GWAR

A Farewell to Dave Brockie

I had a different Final Word written for AwesomeTalk season 2, episode 7 (well, halfway written… like half a page… like three sentences), but then this happened. I woke up around 4 in the morning on Monday, looked at my phone to see what time it was, and saw rumors circulating all over my social media. I spent the next two hours constantly refreshing, hoping that it wasn’t true. Sadly, it was.

A Farewell to Dave Brockie

In eighth grade homeroom, a kid named Alex handed me a tape. On the back, crudely written in pencil, were a list of songs titles: Penis I See, Have You Seen Me?, The Salaminizer, and Saddam A-Go-Go to name a few. This was a GWAR mixtape, and with it came the following verbal instructions – stop listening to your pussy grunge bullshit and listen to GWAR.

I took half of his advice. And like most things you discover at an age when time and boredom are endless, I became a scholar of everything GWAR. The characters, the mythology, the direct-to-video movies that were at once the cheapest looking and also the most original things I had ever seen. I learned that if you inject crack into a dinosaur egg, the hatchling will grow to the size of a skyscraper, and you’re going to need gigantic swords and warhammers to stop it from destroying the world that YOU were sent to destroy.

dave-brockie-oderus-birthday-cakeAs an adult I look back at what drew me to GWAR besides the gore and the metal and the endless decapitations. They were underdogs. They were art school dropouts that created a world in which their characters, as godlike and powerful as they were, were always foiled by their own shortcomings. They dressed as barbarians from another planet, and no matter how hard they tried to escape it, they found themselves endlessly stuck on Earth.
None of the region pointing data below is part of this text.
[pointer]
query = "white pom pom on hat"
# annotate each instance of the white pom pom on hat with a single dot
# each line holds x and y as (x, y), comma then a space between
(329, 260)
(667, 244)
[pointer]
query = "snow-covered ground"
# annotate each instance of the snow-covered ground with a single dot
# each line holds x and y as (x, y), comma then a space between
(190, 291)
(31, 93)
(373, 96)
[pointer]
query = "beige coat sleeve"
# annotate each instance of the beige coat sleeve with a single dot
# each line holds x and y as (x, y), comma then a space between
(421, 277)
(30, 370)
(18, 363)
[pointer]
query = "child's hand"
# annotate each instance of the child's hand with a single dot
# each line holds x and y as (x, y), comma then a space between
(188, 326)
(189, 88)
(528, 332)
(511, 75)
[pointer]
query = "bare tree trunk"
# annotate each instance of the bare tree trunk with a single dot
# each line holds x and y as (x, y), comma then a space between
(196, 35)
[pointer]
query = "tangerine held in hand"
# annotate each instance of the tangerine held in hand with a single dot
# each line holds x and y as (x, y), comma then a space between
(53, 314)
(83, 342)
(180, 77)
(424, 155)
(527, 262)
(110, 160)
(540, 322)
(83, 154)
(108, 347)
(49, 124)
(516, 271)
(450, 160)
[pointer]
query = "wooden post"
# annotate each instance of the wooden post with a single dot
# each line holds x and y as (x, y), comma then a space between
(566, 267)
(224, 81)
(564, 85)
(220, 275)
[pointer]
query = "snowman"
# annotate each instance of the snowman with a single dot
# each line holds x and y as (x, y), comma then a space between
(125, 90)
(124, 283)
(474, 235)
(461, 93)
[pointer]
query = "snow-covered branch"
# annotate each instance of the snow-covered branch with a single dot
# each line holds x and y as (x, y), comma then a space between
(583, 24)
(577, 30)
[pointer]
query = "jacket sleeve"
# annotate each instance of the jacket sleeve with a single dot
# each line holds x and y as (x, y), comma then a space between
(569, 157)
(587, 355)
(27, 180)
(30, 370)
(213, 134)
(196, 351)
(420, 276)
Now I don’t want to be all, “OH GOD GWAR CHANGED MY LIFE” but in a sense they did. Kind of like how people love super heroes because they’re outsiders dealing with a world that doesn’t understand them, that was GWAR for me. On the surface, they were carting a bunch of foam rubber celebrities and politicians on stage and hacking them to bits, but if you dig a little deeper, there was an honest-to-god sense of right and wrong. It also helped that they had lyrics like “If you’re really lucky I’ll vomit on thee, shit in your stump and then bathe you in pee.”

Unfortunately, I’m referring to GWAR in the past tense. Their lead singer and lifelong member Dave Brockie was found dead on Sunday afternoon at the age of 50. Old members have come and gone, and since they all wear costumes they’d either slip a new person in or create a new character. But Dave’s armored, fish-phalluced killing machine Oderus Urungus will be impossible to replace. You could tell from his appearances both in and out of the costume that GWAR was his disgusting, boil-covered, puking baby.

So I’ll  miss going to GWAR shows. I’ll miss the blood and spew covered selfies that I’d take when I got home, from a time before selfies were a thing. I’ll miss buying a physical GWAR CD only for the lyric sheet, and trying to decipher what a “suck a dick a lick a log” really meant. And I’ll miss Dave. I never met the guy, but we were all lucky enough to see the world through the eyes of his one-of-a-kind, demented, and hilarious creation, and that’s what I’ll miss more than anything.